I was delighted to see this book in the library catalog and enjoy knitting Behm’s patterns. I’m not sure if it means I’ve been following her work more than I realized; I have a few designs nearing completion that bear some similarities in construction. It was something I was unaware of until I read through this pattern collection. I’m working through two knits of this collection that I’ve had my eyes on for a while – Berry Skies and Loops.

Clever Crochet Squares by Maria Gullberg (2019), 112 pages. Non-Fiction.

I love those that take the traditional and find ways to make it new. I can’t say I want to make all these granny squares, but they are clever and interesting.

All the Birds in the Sky by Charlie Jane Anders (2017), 320 pages. Fiction.

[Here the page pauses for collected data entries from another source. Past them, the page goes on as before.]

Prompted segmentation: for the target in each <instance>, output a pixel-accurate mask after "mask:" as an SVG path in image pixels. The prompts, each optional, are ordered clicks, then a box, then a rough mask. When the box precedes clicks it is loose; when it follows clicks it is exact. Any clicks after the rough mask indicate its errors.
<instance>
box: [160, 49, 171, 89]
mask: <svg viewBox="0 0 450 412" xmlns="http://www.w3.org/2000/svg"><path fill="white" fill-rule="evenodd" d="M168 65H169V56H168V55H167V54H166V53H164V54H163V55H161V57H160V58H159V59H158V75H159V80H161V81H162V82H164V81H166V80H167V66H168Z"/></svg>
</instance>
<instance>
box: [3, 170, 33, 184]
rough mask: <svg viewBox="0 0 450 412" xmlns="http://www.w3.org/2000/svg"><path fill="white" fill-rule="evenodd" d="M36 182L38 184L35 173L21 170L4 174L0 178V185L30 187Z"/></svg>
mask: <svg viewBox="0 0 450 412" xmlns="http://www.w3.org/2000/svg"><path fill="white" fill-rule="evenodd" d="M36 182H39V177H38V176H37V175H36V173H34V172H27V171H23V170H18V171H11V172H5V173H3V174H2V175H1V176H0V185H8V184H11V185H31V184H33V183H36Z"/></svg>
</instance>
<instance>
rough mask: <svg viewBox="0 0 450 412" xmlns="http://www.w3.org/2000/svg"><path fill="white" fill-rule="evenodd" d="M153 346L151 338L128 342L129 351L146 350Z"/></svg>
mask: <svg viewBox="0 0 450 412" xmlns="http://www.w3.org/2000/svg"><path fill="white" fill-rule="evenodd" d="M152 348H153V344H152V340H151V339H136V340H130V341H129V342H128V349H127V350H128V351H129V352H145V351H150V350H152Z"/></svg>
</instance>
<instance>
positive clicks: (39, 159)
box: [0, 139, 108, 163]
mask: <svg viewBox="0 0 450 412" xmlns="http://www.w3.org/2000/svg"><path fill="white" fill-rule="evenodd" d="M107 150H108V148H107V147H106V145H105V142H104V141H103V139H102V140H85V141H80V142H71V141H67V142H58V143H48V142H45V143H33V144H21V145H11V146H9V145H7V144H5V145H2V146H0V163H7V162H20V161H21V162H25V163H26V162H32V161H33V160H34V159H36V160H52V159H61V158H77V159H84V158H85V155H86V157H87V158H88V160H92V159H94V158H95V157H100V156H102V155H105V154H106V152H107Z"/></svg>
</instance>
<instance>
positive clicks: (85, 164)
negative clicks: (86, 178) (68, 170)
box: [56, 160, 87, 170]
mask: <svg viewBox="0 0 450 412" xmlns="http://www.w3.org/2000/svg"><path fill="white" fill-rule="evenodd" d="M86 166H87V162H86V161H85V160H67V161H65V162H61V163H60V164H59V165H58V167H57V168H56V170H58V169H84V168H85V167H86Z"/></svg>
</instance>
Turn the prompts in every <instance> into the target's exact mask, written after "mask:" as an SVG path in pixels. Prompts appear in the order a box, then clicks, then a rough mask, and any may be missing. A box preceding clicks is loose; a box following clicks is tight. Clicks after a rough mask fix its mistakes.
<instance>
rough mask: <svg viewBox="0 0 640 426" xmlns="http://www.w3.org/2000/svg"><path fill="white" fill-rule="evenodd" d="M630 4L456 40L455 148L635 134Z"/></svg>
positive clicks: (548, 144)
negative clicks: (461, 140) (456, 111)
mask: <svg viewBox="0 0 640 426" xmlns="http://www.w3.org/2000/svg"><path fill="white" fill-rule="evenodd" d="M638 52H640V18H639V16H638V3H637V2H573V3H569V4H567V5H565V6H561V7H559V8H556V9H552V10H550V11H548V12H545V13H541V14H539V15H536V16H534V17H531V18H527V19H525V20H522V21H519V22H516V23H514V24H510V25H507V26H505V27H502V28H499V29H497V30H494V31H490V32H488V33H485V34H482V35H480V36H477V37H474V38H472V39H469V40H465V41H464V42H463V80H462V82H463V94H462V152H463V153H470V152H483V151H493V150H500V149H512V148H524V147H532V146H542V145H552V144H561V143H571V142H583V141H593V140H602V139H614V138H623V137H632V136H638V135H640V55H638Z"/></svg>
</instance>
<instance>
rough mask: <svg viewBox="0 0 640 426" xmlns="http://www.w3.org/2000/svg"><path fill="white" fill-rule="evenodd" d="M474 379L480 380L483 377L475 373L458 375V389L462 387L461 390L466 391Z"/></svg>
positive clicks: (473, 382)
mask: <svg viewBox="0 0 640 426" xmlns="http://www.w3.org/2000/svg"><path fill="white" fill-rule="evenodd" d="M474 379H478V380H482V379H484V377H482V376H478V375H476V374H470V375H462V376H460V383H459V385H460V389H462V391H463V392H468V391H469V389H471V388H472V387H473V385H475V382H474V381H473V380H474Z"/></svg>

This book was one I’d started and set aside many times, as an eBook. Then I borrowed it from my library and quickly devoured the story. It’s a common trope — kids meet, are separated by an adult, then get back together as adults. There’s also a secret school in there somewhere – either for magic or science or both. This was an enjoyable debut novel, once I sat with the physical book.

October Reading Plan

I would love to focus and finish reading Never Say You Can’t Survive, as well as reading the new edition of We so I can write their now neglected reviews. I borrowed a pile of books from the library when I was there the other day. Hmm. I wish they’d abolish parking fees if you stay less than a half hour in the closest lot or (and?) offer a free transit pass if you borrow a book. That would make help make the library more accessible! However, I started in on Jim Butcher’s Dresden Files Tuesday night, so who knows what I’ll finish.

Black cat curled up on a multi-color crochet blanket on a light blue couch.